In this tutorial, we cover how to use these components if you are given implementations for some or all of them; we split this into data loading and processing, which are connected only by a trivial interface — the output of the Dataset should be the input of the Pipeline.
Dataset¶
At a minimum, any ADL-compliant dataloader should include one or more Sensor implementations. These may be accompanied by custom Synchronization, Trace, and Dataset implementations.
Sensor¶
Sensors must implementing the Sensor specification:
- Sensors have a
metadata: spec.Metadataattribute, which contains atimestamps: Float64[np.ndarray, "N"]attribute. - Each sensor has a
__getitem__which can be used to read data by index, and a__len__.
Warning
The ADL does not prescribe a standardized API for initializing a Sensor since this is highly implementation-specific.
Trace¶
Once you have initialized a collection of sensors which all correspond to simultaneously-recorded sensor data, assemble them into a Trace:
Traceimplementations supplied by an ADL-compliant dataloader may have their own initialization methods.- A trace has a
__getitem__which reads data from each sensor corresponding to some global index assigned by aSynchronizationpolicy, and a__len__.
In the case that a data loading library does not provide a custom Trace implementation, abstract_dataloader.abstract.Trace can be used instead as a simple, no-frills baseline implementation.
Info
A Trace implementation should take (and abstract.Trace does take) a Synchronization policy as an argument. While a particular ADL-compliant dataloader implementation may provide custom Synchronization policies, a few generic implementations are included with abstract_dataloader.generic:
| Class | Description |
|---|---|
Empty |
a no-op for intializing a trace without any synchronization (i.e., just as a container of sensors). |
Nearest |
find the nearest measurement for each sensor relative to the reference sensor's measurements. |
Next |
find the next measurement for each sensor relative to the reference sensor's measurements. |
Dataset¶
Finally, once a collection of Trace objects are initialized, combine them into a Dataset.
- As with
Trace,Datasetimplementations supplied by an ADL-compliant dataloader may have their own initialization methods. - Similarly, datasets have a
__getitem__which reads data from each sensor and a__len__.

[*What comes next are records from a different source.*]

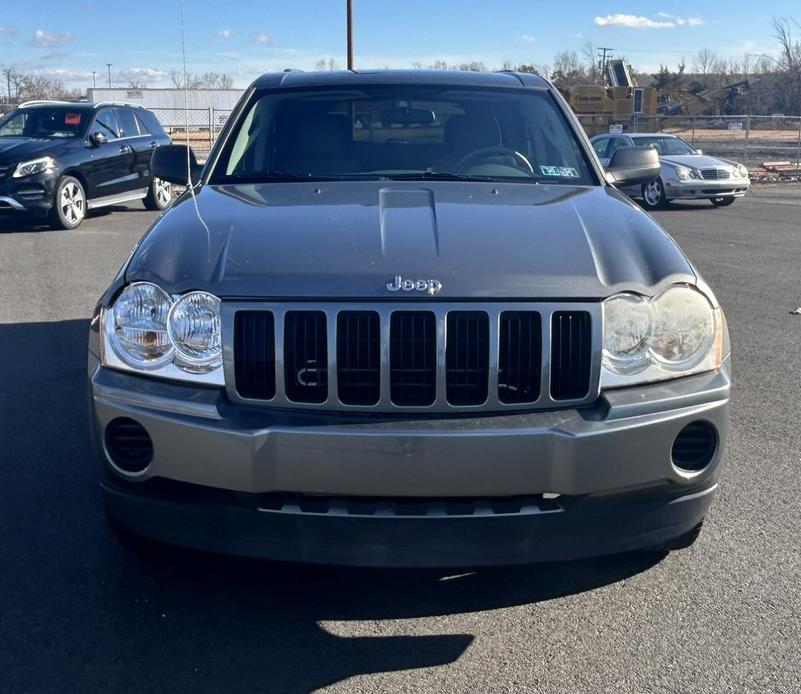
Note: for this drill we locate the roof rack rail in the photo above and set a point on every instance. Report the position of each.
(39, 102)
(117, 103)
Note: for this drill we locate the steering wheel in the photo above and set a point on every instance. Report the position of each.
(486, 152)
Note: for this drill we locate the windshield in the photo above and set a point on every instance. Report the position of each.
(40, 121)
(665, 145)
(403, 132)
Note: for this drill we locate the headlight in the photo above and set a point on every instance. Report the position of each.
(180, 339)
(194, 329)
(138, 326)
(682, 173)
(34, 166)
(682, 330)
(674, 334)
(627, 326)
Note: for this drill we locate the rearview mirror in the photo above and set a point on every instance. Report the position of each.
(633, 166)
(169, 163)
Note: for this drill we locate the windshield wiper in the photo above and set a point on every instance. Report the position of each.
(432, 176)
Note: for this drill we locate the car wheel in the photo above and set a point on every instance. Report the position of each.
(653, 195)
(723, 202)
(69, 205)
(159, 195)
(680, 542)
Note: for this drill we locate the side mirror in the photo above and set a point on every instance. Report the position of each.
(633, 166)
(168, 163)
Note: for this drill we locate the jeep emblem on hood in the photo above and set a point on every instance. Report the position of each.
(430, 287)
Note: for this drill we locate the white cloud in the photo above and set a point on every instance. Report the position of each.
(631, 21)
(147, 75)
(46, 39)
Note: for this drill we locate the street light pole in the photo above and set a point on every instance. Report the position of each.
(350, 34)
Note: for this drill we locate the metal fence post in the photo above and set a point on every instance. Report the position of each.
(798, 148)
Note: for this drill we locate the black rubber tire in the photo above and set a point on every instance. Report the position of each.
(661, 203)
(680, 542)
(723, 202)
(58, 218)
(154, 200)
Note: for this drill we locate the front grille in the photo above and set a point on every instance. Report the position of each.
(413, 358)
(381, 357)
(571, 346)
(254, 354)
(305, 356)
(467, 357)
(520, 357)
(715, 174)
(359, 357)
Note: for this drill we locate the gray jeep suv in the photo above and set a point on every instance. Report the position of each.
(404, 318)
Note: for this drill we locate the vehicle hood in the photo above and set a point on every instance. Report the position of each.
(349, 239)
(15, 149)
(695, 161)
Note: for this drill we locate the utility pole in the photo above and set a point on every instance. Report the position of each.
(350, 34)
(603, 60)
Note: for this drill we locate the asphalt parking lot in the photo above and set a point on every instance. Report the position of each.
(79, 613)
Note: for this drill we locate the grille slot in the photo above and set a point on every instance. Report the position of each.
(254, 354)
(715, 174)
(413, 358)
(519, 357)
(305, 356)
(358, 357)
(467, 357)
(571, 350)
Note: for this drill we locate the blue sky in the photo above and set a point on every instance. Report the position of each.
(247, 37)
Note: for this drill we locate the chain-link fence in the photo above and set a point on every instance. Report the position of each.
(770, 142)
(197, 127)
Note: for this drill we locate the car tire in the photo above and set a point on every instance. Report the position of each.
(723, 202)
(69, 204)
(681, 542)
(653, 195)
(159, 195)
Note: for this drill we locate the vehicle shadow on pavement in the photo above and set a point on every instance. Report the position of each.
(83, 613)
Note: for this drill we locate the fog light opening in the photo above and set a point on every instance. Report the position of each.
(695, 446)
(129, 446)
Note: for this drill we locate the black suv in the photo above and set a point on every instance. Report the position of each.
(58, 160)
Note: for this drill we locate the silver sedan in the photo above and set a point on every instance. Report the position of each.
(686, 173)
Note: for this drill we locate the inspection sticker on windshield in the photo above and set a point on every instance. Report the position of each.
(561, 171)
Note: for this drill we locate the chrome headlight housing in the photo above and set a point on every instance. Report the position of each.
(147, 330)
(677, 333)
(34, 166)
(682, 173)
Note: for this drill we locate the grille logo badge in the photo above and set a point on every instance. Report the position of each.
(398, 284)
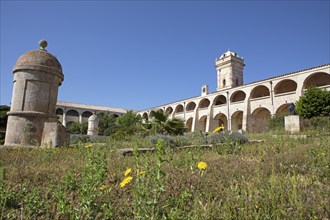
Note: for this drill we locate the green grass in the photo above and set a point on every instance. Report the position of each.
(279, 179)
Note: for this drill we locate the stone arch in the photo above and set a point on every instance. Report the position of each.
(237, 120)
(169, 110)
(260, 91)
(151, 114)
(221, 119)
(179, 108)
(72, 112)
(261, 117)
(220, 100)
(282, 110)
(317, 79)
(204, 103)
(284, 86)
(201, 125)
(69, 123)
(86, 114)
(59, 111)
(145, 116)
(191, 106)
(189, 124)
(238, 96)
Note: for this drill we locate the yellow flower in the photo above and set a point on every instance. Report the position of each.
(202, 165)
(142, 173)
(89, 145)
(103, 187)
(125, 181)
(128, 171)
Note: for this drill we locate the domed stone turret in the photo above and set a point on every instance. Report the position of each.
(38, 60)
(32, 120)
(229, 68)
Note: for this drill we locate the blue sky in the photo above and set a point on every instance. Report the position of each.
(141, 54)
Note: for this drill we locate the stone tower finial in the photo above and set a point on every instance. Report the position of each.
(43, 44)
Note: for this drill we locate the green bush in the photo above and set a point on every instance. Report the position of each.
(317, 123)
(78, 128)
(313, 103)
(170, 141)
(276, 123)
(229, 137)
(2, 137)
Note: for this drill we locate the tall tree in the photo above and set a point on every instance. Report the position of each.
(128, 122)
(314, 102)
(107, 123)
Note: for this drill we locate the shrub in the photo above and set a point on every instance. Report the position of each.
(231, 137)
(276, 123)
(216, 138)
(78, 128)
(314, 102)
(237, 137)
(170, 141)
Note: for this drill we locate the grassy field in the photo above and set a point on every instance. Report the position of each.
(280, 178)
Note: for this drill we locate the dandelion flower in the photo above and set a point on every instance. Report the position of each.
(202, 165)
(128, 171)
(103, 187)
(142, 173)
(89, 145)
(125, 181)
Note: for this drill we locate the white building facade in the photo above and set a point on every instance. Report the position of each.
(69, 112)
(242, 107)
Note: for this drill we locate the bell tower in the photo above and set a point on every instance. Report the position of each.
(229, 68)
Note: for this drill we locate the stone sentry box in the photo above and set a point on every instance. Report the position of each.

In the case that a data loading library does not provide a custom Dataset implementation, abstract_dataloader.abstract.Dataset can also be used instead.
Tip
If your use case does not require combining multiple traces into a dataset, you can directly use a Trace as a Dataset: the Trace protocol subclasses the Dataset protocol, in that all required interfaces are a subset of the Dataset interfaces.
Pipeline¶
Dataloaders may or may not come with data a preprocessing Pipeline which you are expected to use. Since data loaders (Dataset) and processing pipelines (Pipeline) are modular and freely composable assuming they share the same data types, it's also possible that a pipeline is distributed separately from the data loader(s) which it is compatible with.
Use Out-of-the Box¶
If a library comes with a complete, ready-to-use Pipeline, then all that remains is to apply the pipeline:
def apply_pipeline(indices: Sequence[int], dataset: Dataset, pipeline: Pipeline):
raw = [dataset[i] for i in indices]
transformed = [pipeline.sample(x) for x in raw]
collated = pipeline.collate(transformed)
processed = pipeline.batch(collated)
return processed
Tip
In practice, the pipeline should be integrated with the data loading and training pipeline to ensure that it is properly pipelined and parallelized!
Assuming you are using pytorch, the following building blocks may be helpful:
- Use
TransformedDataset, which provides a pytorch map-style dataset with a pipeline's.transformapplied. - Pass
Pipeline.collateas thecollate_fnfor a pytorchDataLoader. - If you are using pytorch lightning,
ext.lightning.ADLDataModulecan also handle.transform,.collate, and a number of other common data marshalling steps for you.
Assemble from Components¶
If you don't have a complete Pipeline implementation but instead have separate components, you can use abstract.Pipeline to assemble a transform: spec.Transform, collate: spec.Collate, and batch: spec.Transform into a single pipeline.
Tip
Both transform and pipeline are optional and will fall back to the identity function if not provided. Only collate is required.
Info
For pytorch users, a reference collate function is provided as abstract_dataloader.ext.torch.Collate, which can handle common pytorch tensor operations and data structures.
If your Pipeline contains any torch.nn.Modules, you may find abstract_dataloader.ext.torch.Pipeline helpful, which will automatically register these for you.